If we asked people on the street whether they think men or women have more oral health issues, the responses would probably be fairly split. After all, what does our gender have to do with our teeth?
Apparently, at least a little bit. While there’s nothing intrinsically different about our teeth or the way we have to care for them, there are certain reasons why men have more oral health issues than women. Let’s go over some of the most common reasons below!
1. Statistics show men are not brushing as often as women.
Alright, we hate to play the blame game, but one of the main reasons men have more oral health issues than women comes down to good old fashioned brushing and flossing. There have been several studies done on this, but on average, women are 8% more likely than men to brush their teeth twice every day.
Brushing and flossing regularly is probably THE biggest thing you can do to keep your teeth healthy. We all need to be brushing twice each day for two minutes each, and flossing at least once each day. 4-5 minutes per day is all it takes to keep your teeth looking and feeling good. We all have time for that!
2. They’re also scheduling fewer dental checkups.
In addition to not brushing and flossing as frequently as women, it looks like men are also not visiting the dentist as often.
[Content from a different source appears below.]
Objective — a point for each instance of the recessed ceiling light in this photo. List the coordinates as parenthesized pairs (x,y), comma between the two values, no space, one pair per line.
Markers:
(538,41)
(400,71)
According to a 2019 article written by Colgate, “Women are almost twice as likely to have received regular dental checkups in the past year, scheduled the recommended treatment following those checkups; and had better indicators of periodontal health, including lower incidence of dental plaque, calculus and bleeding on probing, all of which can be used as markers of periodontal disease.”
Dental checkups are so important because they can help pinpoint issues before they require major intervention. It’s also a really good opportunity to spot early warning signs for oral cancer. It’s about more than just taking x-rays and getting your teeth scraped!
3. Men participate in riskier behavior.
Smoking, drug use, and excessive alcohol consumption can all wreak major havoc on your oral health, not to mention, lead to oral cancer. The truth is, men are more likely than women to participate in this kind of risky behavior. Coupled with a less stringent oral hygiene routine and fewer visits to the dentist, this is definitely a cause for concern.
4. Men play more contact sports.
Traumatic tooth injuries like cracks, chips, or lost teeth are fairly common when you’re participating in contact sports like football, rugby, and wrestling. A majority of the people who play these sports are men, so that is why we see this happen more in that group. Of course, wearing the proper protective equipment — like mouthguards and helmets — will decrease the likelihood that something like this will happen to you.
5. Some issues are linked to conditions that impact men specifically.
There are some oral health issues that are caused by or exacerbated by health conditions that men may experience. For example, gum inflammation has been shown to be linked to an enlarged prostate, which “affects about 50 percent of men between the ages of 51 and 60 and up to 90 percent of men older than 80” according to sources.
Periodontal disease has also been linked to heart disease and diabetes. While these conditions can impact both men and women, the risky behavior we described above can cause men to experience these serious health concerns earlier than women. Keeping periodontal disease at bay can be one way to stay healthier, longer.